TORONTO/CALGARY, Alberta, May 30 (Reuters) - Canada's energy-rich province of Alberta on Tuesday warned its neighbor not to block a Kinder Morgan Inc pipeline project, ratcheting up political tension that helped undermine the stock market debut of the firm's Canadian unit.

Kinder Morgan plans to more than double the capacity of its Trans Mountain pipeline from Alberta to the Pacific province of British Columbia, where two political parties which oppose the project on Monday struck a deal to take power.

British Columbia Greens and New Democrats - seeking to unseat Liberal premier Christy Clark - will unveil details of their plans for Trans Mountain at 2 p.m. Pacific (2100 GMT) on Tuesday.

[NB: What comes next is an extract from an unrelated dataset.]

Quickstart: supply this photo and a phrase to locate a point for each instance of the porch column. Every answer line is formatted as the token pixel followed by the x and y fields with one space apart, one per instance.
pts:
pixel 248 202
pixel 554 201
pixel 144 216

The project would increase Pacific exports of Canada's landlocked crude, a move that would help the country's large oil industry. It has met opposition from environmentalists and aboriginal groups in British Colombia who are worried about oil spills from the increase in tanker traffic it will cause. Alberta Premier Rachel Notley, noting that the federal government has already approved the project, said no one province could unilaterally block the pipeline.

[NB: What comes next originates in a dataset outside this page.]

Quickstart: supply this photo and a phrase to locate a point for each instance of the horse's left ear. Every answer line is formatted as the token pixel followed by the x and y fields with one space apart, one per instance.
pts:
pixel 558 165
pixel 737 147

"We will use the means at our disposal to ensure that the project is built," she said in a statement, without giving further details.

While there is some dispute over whether British Columbia has a formal veto right, it can raise multiple hurdles - like denying local construction permits - that could effectively make the pipeline impossible to build.

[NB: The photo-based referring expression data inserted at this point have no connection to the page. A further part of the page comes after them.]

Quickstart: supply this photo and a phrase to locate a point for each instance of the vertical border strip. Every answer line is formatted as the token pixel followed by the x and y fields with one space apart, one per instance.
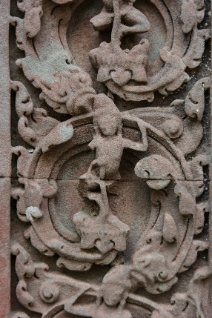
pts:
pixel 5 248
pixel 5 160
pixel 5 140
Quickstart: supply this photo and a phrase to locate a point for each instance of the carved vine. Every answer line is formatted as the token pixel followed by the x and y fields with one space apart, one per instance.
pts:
pixel 159 138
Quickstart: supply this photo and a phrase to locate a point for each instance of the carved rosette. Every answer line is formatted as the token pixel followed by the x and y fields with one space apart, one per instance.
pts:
pixel 158 142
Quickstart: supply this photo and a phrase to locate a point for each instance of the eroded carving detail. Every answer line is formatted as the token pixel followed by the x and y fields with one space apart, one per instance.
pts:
pixel 157 139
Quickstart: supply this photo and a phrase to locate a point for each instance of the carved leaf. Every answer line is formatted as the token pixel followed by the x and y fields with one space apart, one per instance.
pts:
pixel 187 203
pixel 202 208
pixel 61 133
pixel 193 57
pixel 196 247
pixel 195 100
pixel 192 13
pixel 169 229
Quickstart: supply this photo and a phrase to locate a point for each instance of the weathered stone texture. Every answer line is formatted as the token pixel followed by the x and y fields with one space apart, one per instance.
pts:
pixel 109 179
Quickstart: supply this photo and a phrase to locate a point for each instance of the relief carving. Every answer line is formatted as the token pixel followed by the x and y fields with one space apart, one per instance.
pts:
pixel 159 145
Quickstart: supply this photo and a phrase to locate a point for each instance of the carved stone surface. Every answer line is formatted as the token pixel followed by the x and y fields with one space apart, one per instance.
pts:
pixel 109 139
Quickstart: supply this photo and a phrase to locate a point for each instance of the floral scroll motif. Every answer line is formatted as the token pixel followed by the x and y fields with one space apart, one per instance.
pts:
pixel 161 141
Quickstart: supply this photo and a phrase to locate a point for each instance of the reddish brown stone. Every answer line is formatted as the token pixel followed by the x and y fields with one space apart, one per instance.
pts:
pixel 110 140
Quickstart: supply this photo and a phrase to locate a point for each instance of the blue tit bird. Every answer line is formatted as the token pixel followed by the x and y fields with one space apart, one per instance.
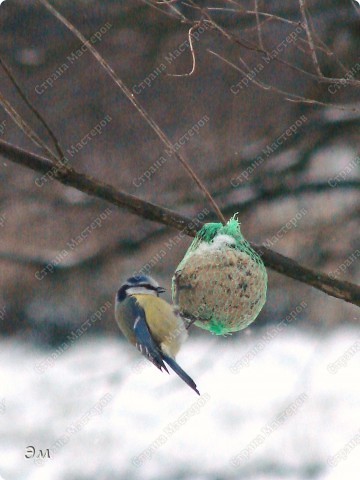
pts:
pixel 151 324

Canadian Prime Minister Justin Trudeau, whose government approved Trans Mountain last year, stood by the project.

"Regardless of a change in government in British Columbia or anywhere, the facts and evidence do not change," he told reporters in Italy during an official visit.


Prolonged fights over Trans Mountain and other crude pipelines raise questions over other oil and gas projects in the Pacific province.

John Horgan, leader of the British Columbia New Democrats, has also expressed reservations about a $27 billion liquefied natural gas terminal that Malaysia's Petronas wants to build in northern British Columbia. Petronas declined to comment.

Royal Dutch Shell also plans to build an LNG export terminal in the province.

"At this point we're in a wait and see mode. We don't even actually know if the NDP and Greens can form a government," Shell Canada President Michael Crothers told Reuters on the sidelines of an industry event in Toronto.

"We are hopeful that support for our LNG project will continue regardless of which government takes power in B.C."

The Greens have criticised the Liberals for being "fixated" with LNG plants, which they say will employ very few people when operational.

Shares in Kinder Morgan Canada Ltd fell as much as 7.4 percent on their debut in heavy trading on Tuesday before recovering ground to trade at C$16.19. Kinder Morgan spun off the unit to help finance the expansion of its Trans Mountain.

It was the top traded stock in Toronto, with 5.7 million shares changing hands by early afternoon. The firm raised C$1.75 billion ($1.30 billion) in the initial public offering at C$17.00 per share last week.

Kinder Morgan's C$17 per-share target was a revision from its original projected range of C$19 to C$22. The company said last week that the political climate was "not ideal".

Kinder Morgan said on Tuesday that the completion of the public offering removes the final condition of its investment decision on Trans Mountain, and that the expansion remains on track to start service at the end of 2019.

Clark was to meet legislators from her Liberal Party on Tuesday to discuss her next steps. NDP leader Horgan told a televised meeting of his own caucus that he hoped to be able to form a government in the next few days.